“I believe I’ll try the Pacific coast, sir.”

He slid his forefinger back and forth slowly under his nose.

“It might do, son. I have thought of the same jump, myself. I have waited now till I’m too old. What started me thinking about it some years ago was the Golden Gate proposition. What troubled me about making up my mind was that some said the treasure had been got out of her and others said there was some guesswork. Nobody seemed to be willing to produce any proof that the treasure was still there. Looking back, I can see now why all interested parties would naturally rather have it thought that the treasure wasn’t there. But when a fellow like me has his living to make he doesn’t want to take too many chances. And the one job I did go on sickened me of treasure-hunting on somebody’s guesswork.”

He was silent for a time.

“I am sorry you are in your scrape, young Sidney. You’re done for as a diver in these parts for a time. Try the Pacific. I don’t say it’s a bad idea.” He grinned at me. “If you recover the Golden Gate treasure drop me a postal card.”
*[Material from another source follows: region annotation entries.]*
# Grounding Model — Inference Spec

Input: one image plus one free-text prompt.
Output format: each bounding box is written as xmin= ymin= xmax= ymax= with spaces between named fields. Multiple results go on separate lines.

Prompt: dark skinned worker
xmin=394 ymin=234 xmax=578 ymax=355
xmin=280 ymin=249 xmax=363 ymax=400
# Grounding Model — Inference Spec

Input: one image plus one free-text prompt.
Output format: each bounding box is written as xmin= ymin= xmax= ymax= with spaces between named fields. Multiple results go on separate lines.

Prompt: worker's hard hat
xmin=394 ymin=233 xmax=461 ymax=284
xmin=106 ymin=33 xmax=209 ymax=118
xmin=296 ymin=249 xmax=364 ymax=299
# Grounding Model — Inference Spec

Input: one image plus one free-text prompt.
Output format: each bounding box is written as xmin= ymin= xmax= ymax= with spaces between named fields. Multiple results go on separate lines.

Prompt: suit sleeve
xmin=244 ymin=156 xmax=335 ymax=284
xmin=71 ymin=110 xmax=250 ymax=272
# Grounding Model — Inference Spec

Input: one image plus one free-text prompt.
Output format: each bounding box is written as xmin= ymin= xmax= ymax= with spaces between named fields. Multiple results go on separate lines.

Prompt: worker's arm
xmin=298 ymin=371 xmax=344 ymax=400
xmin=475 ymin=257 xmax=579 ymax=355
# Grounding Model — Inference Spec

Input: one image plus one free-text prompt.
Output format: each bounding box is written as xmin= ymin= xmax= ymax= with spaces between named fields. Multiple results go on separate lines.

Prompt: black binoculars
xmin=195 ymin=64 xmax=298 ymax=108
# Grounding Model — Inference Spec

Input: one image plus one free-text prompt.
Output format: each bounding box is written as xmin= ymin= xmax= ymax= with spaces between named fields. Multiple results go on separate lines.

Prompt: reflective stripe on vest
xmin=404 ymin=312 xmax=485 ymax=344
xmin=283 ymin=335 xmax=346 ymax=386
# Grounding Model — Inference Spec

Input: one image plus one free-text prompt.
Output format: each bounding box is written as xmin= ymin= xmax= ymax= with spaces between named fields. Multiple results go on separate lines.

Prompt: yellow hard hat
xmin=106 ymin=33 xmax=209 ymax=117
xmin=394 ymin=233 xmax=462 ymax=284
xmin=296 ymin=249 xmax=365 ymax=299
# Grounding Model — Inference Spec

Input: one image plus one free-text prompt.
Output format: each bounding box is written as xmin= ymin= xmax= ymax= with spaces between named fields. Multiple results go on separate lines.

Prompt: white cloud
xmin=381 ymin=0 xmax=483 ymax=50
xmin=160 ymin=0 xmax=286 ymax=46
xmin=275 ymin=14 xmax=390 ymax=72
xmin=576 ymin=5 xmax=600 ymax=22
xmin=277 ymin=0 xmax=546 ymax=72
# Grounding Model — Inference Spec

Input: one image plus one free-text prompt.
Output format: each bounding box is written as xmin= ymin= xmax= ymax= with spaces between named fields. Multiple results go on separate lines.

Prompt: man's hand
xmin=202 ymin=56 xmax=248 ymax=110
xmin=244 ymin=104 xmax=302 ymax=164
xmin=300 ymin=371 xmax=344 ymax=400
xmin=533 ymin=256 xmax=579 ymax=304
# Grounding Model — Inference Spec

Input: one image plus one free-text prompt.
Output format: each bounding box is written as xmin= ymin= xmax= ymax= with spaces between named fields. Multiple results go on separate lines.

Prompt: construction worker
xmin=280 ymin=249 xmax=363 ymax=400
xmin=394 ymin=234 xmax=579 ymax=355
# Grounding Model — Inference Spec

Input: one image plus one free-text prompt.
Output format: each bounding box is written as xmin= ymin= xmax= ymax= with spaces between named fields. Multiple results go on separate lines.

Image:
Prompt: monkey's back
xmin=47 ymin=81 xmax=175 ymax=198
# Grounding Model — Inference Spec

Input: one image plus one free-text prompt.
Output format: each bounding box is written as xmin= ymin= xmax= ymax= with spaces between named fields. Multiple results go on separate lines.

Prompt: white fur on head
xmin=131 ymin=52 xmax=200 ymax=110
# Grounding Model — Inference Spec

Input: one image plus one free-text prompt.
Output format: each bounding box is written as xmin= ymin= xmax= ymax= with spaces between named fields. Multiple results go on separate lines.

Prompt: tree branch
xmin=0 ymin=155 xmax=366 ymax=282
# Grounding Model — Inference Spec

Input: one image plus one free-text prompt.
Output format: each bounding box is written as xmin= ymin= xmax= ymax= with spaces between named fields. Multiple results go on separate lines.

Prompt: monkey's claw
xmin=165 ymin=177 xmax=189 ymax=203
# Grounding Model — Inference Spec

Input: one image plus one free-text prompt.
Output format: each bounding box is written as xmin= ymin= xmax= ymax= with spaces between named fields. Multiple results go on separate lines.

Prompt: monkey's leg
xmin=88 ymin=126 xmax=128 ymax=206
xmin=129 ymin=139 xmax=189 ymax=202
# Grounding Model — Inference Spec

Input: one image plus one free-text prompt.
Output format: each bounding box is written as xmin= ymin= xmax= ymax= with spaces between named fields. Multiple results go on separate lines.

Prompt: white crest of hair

Then he went away, making no more ado about the matter of our parting. I was not surprised by that manner of leave-taking. I am a Yankee myself, and I had found myself wishing that when he went he would walk off without jawing me or coddling me.

I counted my money and sent out for some railroad folders and trailed my finger across the map—and stayed right on in the city, week after week. I don’t know exactly what I had lost—ambition or pluck or what it was! But that was a spell in my life when I was a plumb, square loafer, and rather enjoyed myself—reading cheap novels and playing solitaire in the daytime, then getting in with some of the rest of the boarders and playing poker evenings. In Levant we used to play for beans in barn-chambers. I had a country boy’s shrewdness in that game, and the city fellows did not get much of my money away from me; nor did I get any particular amount of theirs.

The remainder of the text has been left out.